The closed source driver still exists but there will hopefully be a completely open source stack (Nouveau++?) For nvidia.

This blog has more details about red hats plans for this driver.

https://blogs.gnome.org/uraeus/2022/05/11/why-is-the-open-so...



> The closed source driver still exists but there will hopefully be a completely open source stack (Nouveau++?) For nvidia.

I can only hope they change name to aidivn, like any sane driver should.


I've never properly understood why the closed source AMD driver still exists. Is it substantially different from the open source one? Does it offer anything not included in the open source one?


For the most part, it's just specific support for specific workstation applications that AMD can't release publicly due to some contractual reasons or that those specific changes would be a detriment to a general selection applications. There are a few OpenGL features in there not in the open driver. There's also the DirectGMA thing for having hardware DMA directly to and from the GPU without CPU involvement.

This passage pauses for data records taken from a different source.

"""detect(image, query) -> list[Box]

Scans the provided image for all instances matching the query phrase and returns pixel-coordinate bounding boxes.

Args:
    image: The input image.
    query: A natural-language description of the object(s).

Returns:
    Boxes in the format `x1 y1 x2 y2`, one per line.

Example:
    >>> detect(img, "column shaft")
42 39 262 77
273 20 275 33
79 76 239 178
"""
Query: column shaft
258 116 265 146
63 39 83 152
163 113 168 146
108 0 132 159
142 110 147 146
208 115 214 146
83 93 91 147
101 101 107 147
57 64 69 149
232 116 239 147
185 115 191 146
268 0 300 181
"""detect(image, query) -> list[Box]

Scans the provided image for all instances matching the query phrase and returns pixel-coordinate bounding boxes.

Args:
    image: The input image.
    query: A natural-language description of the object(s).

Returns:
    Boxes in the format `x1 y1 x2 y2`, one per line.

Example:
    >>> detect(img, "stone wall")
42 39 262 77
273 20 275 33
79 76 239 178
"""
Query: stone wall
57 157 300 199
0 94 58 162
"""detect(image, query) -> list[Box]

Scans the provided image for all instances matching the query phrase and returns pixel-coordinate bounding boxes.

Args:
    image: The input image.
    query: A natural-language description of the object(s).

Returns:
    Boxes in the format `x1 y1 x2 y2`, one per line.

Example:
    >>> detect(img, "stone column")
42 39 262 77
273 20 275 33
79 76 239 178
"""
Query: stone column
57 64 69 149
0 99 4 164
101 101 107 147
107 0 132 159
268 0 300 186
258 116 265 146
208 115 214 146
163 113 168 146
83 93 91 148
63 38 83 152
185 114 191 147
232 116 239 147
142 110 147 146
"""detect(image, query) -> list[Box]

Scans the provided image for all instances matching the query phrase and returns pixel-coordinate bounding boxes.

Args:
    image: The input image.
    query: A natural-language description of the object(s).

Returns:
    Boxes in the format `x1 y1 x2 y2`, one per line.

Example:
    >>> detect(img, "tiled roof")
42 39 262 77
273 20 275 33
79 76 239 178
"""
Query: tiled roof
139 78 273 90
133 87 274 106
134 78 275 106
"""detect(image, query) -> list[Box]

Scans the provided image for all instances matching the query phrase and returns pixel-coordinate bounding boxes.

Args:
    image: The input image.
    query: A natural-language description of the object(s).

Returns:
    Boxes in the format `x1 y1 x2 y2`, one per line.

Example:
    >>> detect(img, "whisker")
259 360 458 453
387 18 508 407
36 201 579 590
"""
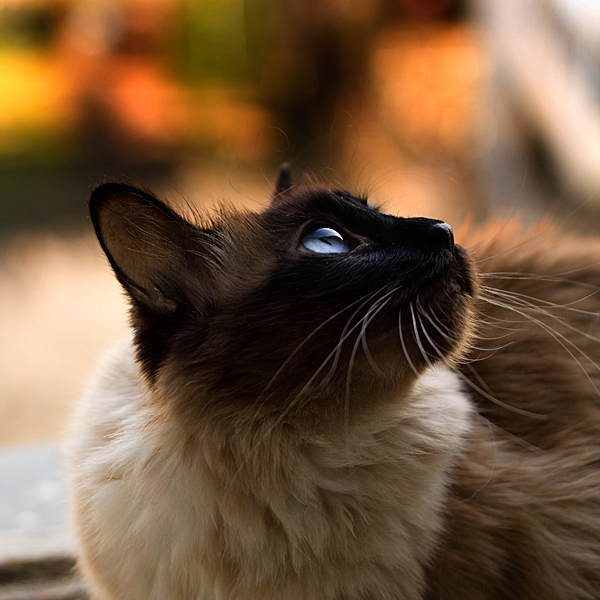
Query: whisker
485 298 600 395
414 302 547 419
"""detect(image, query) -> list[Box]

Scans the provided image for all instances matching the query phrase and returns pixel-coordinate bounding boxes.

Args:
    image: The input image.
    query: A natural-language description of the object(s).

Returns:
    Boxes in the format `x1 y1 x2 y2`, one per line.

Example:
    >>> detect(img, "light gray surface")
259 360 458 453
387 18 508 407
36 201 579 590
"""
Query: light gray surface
0 444 74 563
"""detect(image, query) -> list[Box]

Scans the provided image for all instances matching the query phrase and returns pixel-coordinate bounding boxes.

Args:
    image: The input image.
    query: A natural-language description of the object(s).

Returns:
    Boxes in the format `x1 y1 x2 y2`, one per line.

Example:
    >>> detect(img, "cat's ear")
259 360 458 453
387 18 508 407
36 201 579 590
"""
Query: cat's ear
273 163 292 198
90 183 206 313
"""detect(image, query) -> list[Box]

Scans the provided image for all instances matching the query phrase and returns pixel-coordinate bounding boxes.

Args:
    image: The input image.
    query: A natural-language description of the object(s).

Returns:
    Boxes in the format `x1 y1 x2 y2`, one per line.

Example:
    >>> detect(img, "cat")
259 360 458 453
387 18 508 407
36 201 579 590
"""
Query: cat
68 166 600 600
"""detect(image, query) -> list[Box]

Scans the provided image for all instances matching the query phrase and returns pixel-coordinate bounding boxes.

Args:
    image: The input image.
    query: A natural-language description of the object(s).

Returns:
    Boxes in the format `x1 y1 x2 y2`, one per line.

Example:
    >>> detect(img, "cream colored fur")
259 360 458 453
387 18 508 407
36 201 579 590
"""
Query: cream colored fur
68 345 470 600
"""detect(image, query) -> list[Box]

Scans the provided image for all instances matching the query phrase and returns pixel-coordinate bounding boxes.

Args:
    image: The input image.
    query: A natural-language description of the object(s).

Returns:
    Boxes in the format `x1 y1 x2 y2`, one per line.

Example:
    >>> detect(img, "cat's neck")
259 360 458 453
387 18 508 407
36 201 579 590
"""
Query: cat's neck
156 370 469 598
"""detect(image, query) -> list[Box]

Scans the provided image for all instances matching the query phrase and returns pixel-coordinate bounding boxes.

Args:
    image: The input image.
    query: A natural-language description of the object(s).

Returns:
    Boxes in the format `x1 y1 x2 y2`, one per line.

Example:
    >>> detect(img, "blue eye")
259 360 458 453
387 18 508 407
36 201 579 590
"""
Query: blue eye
302 227 350 254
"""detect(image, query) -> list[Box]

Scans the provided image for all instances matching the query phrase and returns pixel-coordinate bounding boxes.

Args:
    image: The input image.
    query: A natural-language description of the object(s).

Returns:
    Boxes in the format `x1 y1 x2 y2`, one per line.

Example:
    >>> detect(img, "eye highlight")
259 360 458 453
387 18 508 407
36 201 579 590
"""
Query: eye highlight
300 227 350 254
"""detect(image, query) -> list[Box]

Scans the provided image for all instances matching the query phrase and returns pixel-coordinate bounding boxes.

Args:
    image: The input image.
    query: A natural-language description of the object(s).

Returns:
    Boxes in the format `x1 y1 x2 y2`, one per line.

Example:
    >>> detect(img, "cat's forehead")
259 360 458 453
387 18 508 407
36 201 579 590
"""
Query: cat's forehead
266 188 381 220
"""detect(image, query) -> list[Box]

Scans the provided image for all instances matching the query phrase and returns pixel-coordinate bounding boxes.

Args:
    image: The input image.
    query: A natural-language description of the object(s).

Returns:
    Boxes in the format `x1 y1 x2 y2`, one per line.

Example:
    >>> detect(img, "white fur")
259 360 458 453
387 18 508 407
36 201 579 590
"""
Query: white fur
68 346 469 600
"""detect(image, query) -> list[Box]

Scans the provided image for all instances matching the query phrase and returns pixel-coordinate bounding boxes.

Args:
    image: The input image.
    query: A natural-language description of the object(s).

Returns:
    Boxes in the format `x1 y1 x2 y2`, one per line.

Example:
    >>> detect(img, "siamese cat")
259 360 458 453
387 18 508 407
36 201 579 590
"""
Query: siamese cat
68 167 600 600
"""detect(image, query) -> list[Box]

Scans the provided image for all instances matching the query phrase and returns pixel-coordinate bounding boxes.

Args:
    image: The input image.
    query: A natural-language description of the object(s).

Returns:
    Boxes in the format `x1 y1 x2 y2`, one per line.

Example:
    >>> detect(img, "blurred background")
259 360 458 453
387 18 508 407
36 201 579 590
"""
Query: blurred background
0 0 600 445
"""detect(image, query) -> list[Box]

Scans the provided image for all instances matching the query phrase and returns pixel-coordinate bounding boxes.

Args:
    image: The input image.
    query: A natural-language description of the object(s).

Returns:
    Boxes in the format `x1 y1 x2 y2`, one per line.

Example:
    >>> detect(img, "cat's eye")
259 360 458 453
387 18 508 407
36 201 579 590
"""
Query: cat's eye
301 227 350 254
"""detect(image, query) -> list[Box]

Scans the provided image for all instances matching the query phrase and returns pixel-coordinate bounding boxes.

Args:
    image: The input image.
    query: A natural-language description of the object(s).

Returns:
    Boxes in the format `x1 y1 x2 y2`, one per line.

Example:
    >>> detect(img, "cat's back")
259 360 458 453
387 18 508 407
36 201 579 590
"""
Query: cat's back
427 223 600 600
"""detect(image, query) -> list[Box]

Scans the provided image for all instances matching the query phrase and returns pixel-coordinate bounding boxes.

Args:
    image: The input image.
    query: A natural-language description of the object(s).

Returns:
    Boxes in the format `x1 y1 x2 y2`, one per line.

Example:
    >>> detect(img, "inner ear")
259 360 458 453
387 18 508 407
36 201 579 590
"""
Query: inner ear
90 183 209 313
274 163 292 197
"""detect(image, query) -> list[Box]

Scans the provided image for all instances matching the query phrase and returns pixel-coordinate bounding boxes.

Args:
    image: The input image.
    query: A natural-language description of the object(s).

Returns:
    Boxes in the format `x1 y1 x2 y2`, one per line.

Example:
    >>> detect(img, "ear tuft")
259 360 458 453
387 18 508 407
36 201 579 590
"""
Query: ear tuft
275 163 292 196
89 183 198 313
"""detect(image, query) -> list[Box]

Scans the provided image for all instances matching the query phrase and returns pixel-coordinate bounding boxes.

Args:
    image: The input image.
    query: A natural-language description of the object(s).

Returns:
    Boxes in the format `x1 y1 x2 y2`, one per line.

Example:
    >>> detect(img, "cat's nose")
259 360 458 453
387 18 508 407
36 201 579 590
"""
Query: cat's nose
428 221 454 250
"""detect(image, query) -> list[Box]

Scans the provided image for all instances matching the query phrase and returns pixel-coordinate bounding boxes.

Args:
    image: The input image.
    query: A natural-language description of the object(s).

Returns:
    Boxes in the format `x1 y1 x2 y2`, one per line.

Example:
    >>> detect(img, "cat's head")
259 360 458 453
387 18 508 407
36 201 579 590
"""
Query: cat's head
90 169 476 432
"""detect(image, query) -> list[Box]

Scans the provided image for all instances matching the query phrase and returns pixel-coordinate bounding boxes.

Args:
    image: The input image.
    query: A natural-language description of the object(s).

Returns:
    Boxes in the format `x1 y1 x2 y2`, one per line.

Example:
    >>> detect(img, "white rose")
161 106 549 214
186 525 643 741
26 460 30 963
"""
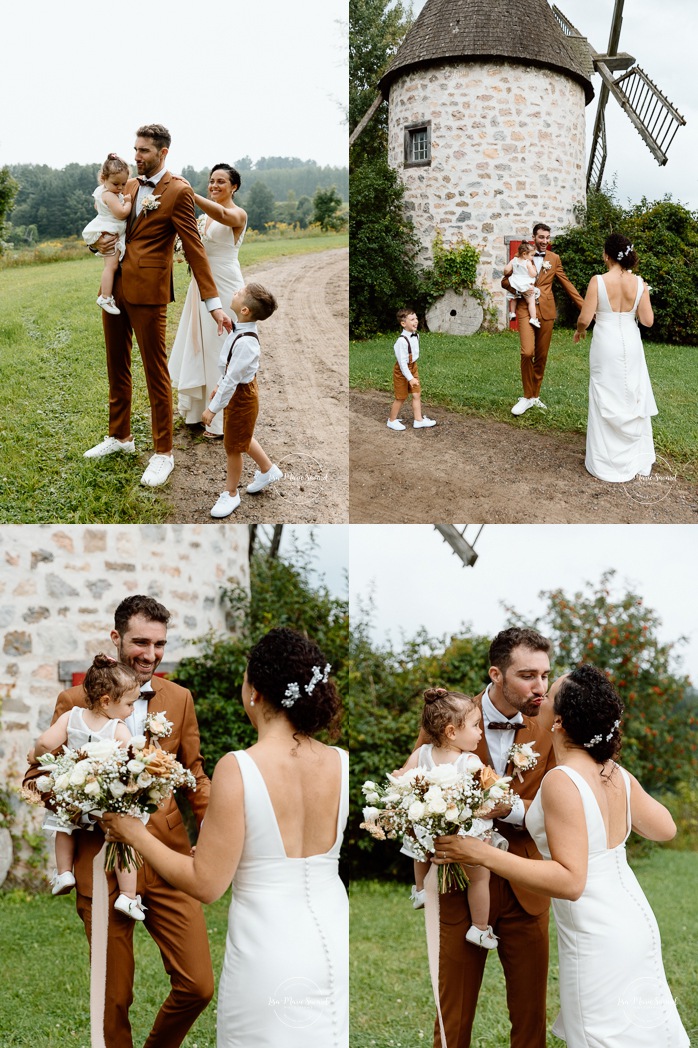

The latter I wish was just a general purpose feature now that things like resizable bar are seeing general support in the consumer space.


AMD proprietary driver actually has only few proprietary bits. Other than OpenCL that was already mentioned there are:

* Proprietary shader compiler that can also be used for Vulkan

* Legacy OpenGL driver optimized for closed-source workstation apps



The rocm stack has a short list of supported hardware, but it'll run in YMMV fashion on other hardware.


OpenCL, for one.

If you don't care about that, you can run pretty much anything else and performance is great.


I think support for professional users.